Punishment isn't any sort of compensation. Victims receive compensation. Compensation replaces a portion of the loss represented by crime. Perpetrators receive punishment, and it doesn't replace anything. It actually represents even more loss (in the US to the tune of something like $40K a year per prisoner.)

edit: Punishment for the victim is like a gift-wrapped empty box. It doesn't fix anything that the crime did, and the system pretends like they're doing it for the victim. The system punishes perpetrators in order to stop the victims from doing it themselves. It's not a favor.


> And why would you?

To punish them. For all the talk about rehabilitation and compensation, our "justice" system is fundamentally still about making some people happy by letting them watch other people get hurt.


All I can say in response to this is: this certainly is tricky!

Punishing crime has a disproportionate negative consequence on those who have already been traumatised by the circumstances of their lives.

So I agree with your point about everyone's needs being met, but we can't have that until we, collectively / globally, make some significantly different choices.

So we'll probably have to continue getting by with an obviously suboptimal crime and punishment system.

Edit: fixed a word


I like how that sounds, so idealistic. I think that in some cases, the penalty can make the crime seem like a worthwhile financial transaction, I dont know about this specific case or how a disability relates to it.

There are many crimes that take peoples future and damage families for generations with only a slap on the wrist enabling them to repeat the crime. I don't think there is a good solution to keep everyone happy, the best solution is just to not be involved in crimes as either the perpetrator or victim, sadly perpetrators look like regular people.


I think (I'm pretty far away from all of this so this is just my impression) the point of these people, often poorly made and sometimes exaggerated, is that petty crimes (especially in a world where everyone is insured anyways so the actual damage is minimal) are not worth ruining human lives over. The American justice system is atrocious, with for profit prisons and extremely high recidivism rates, not to mention racial bias at many levels. Is it worth it to throw away a human life in that black whole over a bottle of wine?

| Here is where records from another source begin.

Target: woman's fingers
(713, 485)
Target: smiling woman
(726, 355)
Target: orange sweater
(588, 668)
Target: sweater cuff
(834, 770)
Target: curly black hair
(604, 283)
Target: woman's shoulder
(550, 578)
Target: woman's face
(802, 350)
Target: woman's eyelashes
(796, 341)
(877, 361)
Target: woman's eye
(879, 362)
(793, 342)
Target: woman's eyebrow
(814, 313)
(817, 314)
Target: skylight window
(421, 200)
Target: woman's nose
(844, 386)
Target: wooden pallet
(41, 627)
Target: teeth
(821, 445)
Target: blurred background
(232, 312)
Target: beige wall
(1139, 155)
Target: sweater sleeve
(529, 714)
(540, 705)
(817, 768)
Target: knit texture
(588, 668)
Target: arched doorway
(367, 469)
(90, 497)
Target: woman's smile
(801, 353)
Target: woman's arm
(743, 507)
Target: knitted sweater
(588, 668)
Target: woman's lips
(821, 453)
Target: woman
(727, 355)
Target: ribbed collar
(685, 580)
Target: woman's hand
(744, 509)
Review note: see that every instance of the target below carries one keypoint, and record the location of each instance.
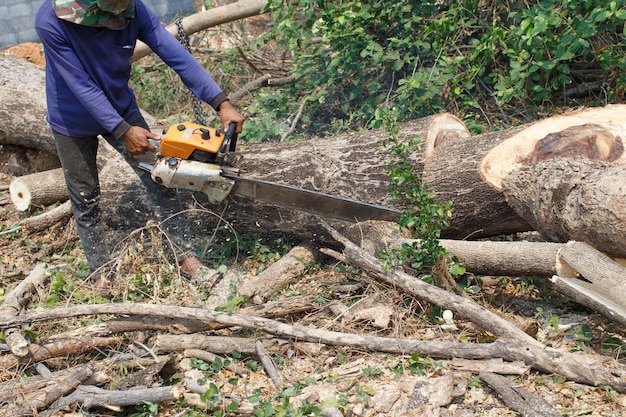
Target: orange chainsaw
(199, 158)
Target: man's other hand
(229, 114)
(136, 140)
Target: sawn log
(353, 166)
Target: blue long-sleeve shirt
(88, 69)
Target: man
(88, 46)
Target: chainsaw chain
(196, 103)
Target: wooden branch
(249, 87)
(38, 189)
(443, 127)
(268, 365)
(210, 18)
(536, 259)
(572, 199)
(605, 274)
(285, 271)
(17, 301)
(575, 366)
(220, 345)
(569, 365)
(273, 309)
(294, 122)
(89, 397)
(47, 219)
(590, 296)
(57, 349)
(517, 398)
(42, 398)
(212, 358)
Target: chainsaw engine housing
(192, 141)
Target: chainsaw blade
(308, 201)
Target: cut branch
(516, 345)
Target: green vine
(424, 216)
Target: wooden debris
(519, 399)
(513, 345)
(268, 365)
(280, 274)
(496, 366)
(89, 397)
(40, 399)
(38, 189)
(17, 301)
(212, 358)
(47, 219)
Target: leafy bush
(488, 61)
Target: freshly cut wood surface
(593, 132)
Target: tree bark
(283, 272)
(212, 17)
(38, 189)
(465, 170)
(23, 109)
(572, 199)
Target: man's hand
(229, 114)
(136, 140)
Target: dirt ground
(357, 381)
(347, 381)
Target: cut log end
(594, 134)
(443, 127)
(20, 195)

In abstract both arguments (strict enforcement of all laws; and that the system's results are inhumane so lesser laws should be ignored) make surface level sense. A middle ground sounds best (some laws are loosened, leniency is used on first offenses, prison system reform to rehabilitate instead of punish, etc.).


I don't think I've been advancing the idea that this should have been consequence-free. I just think some people (who, fortunately, haven't had much insight into "the system") may not be aware how the burden, financial and otherwise, for punishment can be in excess of the explicit punishment for a crime, and fall on far more people than just the offender, in ways that result in punishment being de facto much worse for the poor than the rich, even when prison time is in some way involved, and cause significant harm to families and communities in ways that don't seem particularly useful to the pursuit of justice. I find some of the ways these things are applied to be poverty-reinforcing, which is a really bad idea if you want less crime to happen, rather than more.